Progress 08/01/05 to 08/01/06

Outputs
In the reporting period we investigated the anaerobic fermentation of glycerol by E. coli, thus creating a significant knowledge base that enables the implementation of metabolic engineering strategies proposed in the project. We discovered that Escherichia coli can ferment glycerol in a pH-dependent manner. We hypothesized that glycerol fermentation is linked to the availability of CO2, which under acidic conditions is produced by the oxidation of formate by the enzyme formate hydrogen lyase (FHL). In agreement with this hypothesis, glycerol fermentation was severely impaired by blocking the activity of FHL. We demonstrated that, unlike CO2, hydrogen (the other product of FHL-mediated formate oxidation) had a negative impact on cell growth and glycerol fermentation. In addition, supplementation of the medium with CO2 partially restored the ability of an FHL-deficient strain to ferment glycerol. High pH resulted in low CO2 generation (low activity of FHL) and availability (most CO2 is converted to bicarbonate), and consequently very inefficient fermentation of glycerol. Most of the fermented glycerol was recovered in the reduced compounds succinate and ethanol (93% of the product mixture), which reflects the highly reduced state of glycerol and confirms the fermentative nature of this process.

Impacts
The worldwide surplus of glycerol generated as inevitable by-product of biodiesel fuel and oleochemical production is resulting in the shutdown of traditional glycerol-producing/refining plants and new applications are needed for this now abundant carbon source.
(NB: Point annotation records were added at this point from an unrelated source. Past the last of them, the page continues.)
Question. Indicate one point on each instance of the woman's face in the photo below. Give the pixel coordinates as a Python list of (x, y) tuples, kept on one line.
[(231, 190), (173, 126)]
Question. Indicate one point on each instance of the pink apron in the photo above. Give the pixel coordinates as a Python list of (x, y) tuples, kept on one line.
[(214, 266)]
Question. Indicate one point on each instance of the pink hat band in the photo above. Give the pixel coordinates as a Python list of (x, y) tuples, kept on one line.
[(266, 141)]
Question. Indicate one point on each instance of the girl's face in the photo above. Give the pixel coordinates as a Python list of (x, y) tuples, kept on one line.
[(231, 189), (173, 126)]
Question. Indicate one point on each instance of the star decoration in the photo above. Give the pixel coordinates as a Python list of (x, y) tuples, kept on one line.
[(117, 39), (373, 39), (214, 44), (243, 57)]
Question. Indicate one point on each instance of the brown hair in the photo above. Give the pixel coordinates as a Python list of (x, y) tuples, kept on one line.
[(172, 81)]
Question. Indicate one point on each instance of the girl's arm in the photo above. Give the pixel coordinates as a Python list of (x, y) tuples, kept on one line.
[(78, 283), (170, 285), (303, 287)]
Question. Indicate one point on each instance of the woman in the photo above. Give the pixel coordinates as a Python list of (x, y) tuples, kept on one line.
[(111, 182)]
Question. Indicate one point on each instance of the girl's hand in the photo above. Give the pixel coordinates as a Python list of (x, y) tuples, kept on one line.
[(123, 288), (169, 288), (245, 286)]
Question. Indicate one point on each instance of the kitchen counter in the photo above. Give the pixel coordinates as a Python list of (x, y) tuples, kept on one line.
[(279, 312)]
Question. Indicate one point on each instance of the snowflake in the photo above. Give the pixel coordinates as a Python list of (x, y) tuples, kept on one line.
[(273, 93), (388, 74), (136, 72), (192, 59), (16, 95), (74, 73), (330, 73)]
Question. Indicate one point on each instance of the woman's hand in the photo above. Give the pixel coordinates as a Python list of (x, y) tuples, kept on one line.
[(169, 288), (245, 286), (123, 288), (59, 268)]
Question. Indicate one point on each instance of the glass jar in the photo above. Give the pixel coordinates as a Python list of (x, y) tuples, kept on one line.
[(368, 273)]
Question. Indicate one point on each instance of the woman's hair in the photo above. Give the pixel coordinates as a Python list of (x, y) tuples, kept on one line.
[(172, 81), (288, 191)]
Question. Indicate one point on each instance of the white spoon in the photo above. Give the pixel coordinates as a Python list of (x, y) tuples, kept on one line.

Our findings should enable the development of an E. coli-based platform for the anaerobic production of reduced chemicals from glycerol at yields higher than those obtained from common sugars such as glucose (including succinate, the product of interest in this project)

Publications

Dharmadi, Y., Murarka, A., and Gonzalez, R., (2006). Anaerobic Fermentation of Glycerol by Escherichia coli: A New Platform for Metabolic Engineering. Biotechnol. Bioeng. 94 (5): 821-829 (Accelerated Publication).